Maybe my own Nordic background where seeking social dialogue and partnership plays a central role for my conviction that we should join. Thus I was pleased and even impressed that the UNI Commerce unions agreed and decided to set out on the joint voyage.
Our work on the Reference Code as well as the other parts of the unique GSCP sustainability toolbox was always marked by a genuine will from all participants to find the best and most effective approaches to defining what good looks like and how it can best be promoted in the global supply chains.
Today’s labour relations climate is harder than when we built up GSCP together. Instead of sharing the results of growth employers and unions deal with paying the costs of shrinking economies. This has also affected sustainability work.
Global unions have downgraded or even ended their participation in many schemes and initiatives. They are openly questioning social audits and voluntary programmes, calling for more legislation instead. For this, they have formed new alliances with militant social advocacy organisations. We have indeed witnessed something of a collapse of broad multi-stakeholder cooperation on social sustainability in global supply chains.
At the ILO International Labour Conference in June this year we could see the divides. Unions and their NGO allies were pushing for a new binding Labour Convention while employers denied that there were governance problems or any need for new regulations. The end result was largely non-committal as could be expected and discussions about a possible new Convention continue.

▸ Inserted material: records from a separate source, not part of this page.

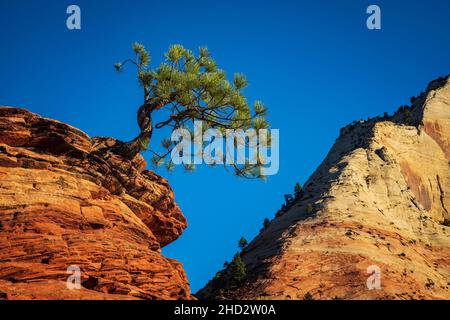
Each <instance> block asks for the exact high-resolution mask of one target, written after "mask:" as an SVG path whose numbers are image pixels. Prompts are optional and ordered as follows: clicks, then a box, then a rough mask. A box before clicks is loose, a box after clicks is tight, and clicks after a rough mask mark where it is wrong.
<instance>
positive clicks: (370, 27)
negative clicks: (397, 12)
mask: <svg viewBox="0 0 450 320" xmlns="http://www.w3.org/2000/svg"><path fill="white" fill-rule="evenodd" d="M366 13H367V14H370V16H369V17H368V18H367V21H366V25H367V29H369V30H380V29H381V9H380V7H379V6H377V5H375V4H372V5H370V6H368V7H367V11H366Z"/></svg>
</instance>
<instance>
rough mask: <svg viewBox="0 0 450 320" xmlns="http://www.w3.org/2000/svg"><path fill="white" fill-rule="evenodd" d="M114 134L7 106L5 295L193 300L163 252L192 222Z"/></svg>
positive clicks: (164, 186)
mask: <svg viewBox="0 0 450 320" xmlns="http://www.w3.org/2000/svg"><path fill="white" fill-rule="evenodd" d="M115 143H116V141H115V140H114V139H111V138H92V139H91V138H89V136H88V135H86V134H85V133H83V132H82V131H80V130H78V129H76V128H74V127H71V126H69V125H67V124H64V123H61V122H58V121H55V120H50V119H45V118H42V117H40V116H38V115H36V114H33V113H30V112H28V111H26V110H23V109H18V108H10V107H0V299H191V295H190V289H189V284H188V281H187V278H186V275H185V273H184V270H183V267H182V266H181V264H180V263H179V262H177V261H175V260H172V259H168V258H166V257H164V256H163V255H162V254H161V247H163V246H165V245H167V244H168V243H170V242H172V241H174V240H175V239H177V238H178V237H179V236H180V234H181V233H182V231H183V229H184V228H185V227H186V225H187V224H186V220H185V218H184V216H183V214H182V213H181V211H180V209H179V207H178V205H177V204H176V203H175V201H174V195H173V192H172V190H171V188H170V186H169V184H168V182H167V181H166V180H165V179H163V178H161V177H160V176H158V175H156V174H155V173H153V172H151V171H148V170H145V167H146V163H145V161H144V159H143V158H142V156H140V155H137V156H136V157H135V158H134V159H132V160H127V159H124V158H122V157H120V156H117V155H115V154H112V153H111V152H109V151H108V150H109V147H111V146H112V145H114V144H115ZM70 266H77V267H79V268H80V270H81V288H80V289H75V290H69V289H68V287H67V285H66V280H67V278H68V277H69V276H70V275H71V274H68V273H67V269H68V267H70Z"/></svg>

Many unions and advocacy organisations hope that the UN Guiding Principles for Business and Human Rights would be applied through binding legislation in the home countries of buyer companies. I have seen this clearly also through my participation in Germany’s Textile Alliance.
With governments unwilling to put their own business sectors at disadvantage, this will not happen. Also from a development point of view increased risks for sanctions – also for unintended issues – could lead brands and retailers to leave some of the least developed countries where the need for a foreign economic involvement may be biggest. I am convinced that respecting the UN and OECD due diligence obligations will continue to rely largely on voluntary corporate responsibility schemes and initiatives.
I do understand the NGO and union frustrations over what they feel is an all too slow pace of positive changes through audit based initiatives. Still I think that much of the criticism is unfair, maybe also driven by their own organisational interests. The projects that they have developed themselves are highly supportable and can be useful as best practice examples, but too narrow both to substance and coverage to make a real difference for the total supply chain picture.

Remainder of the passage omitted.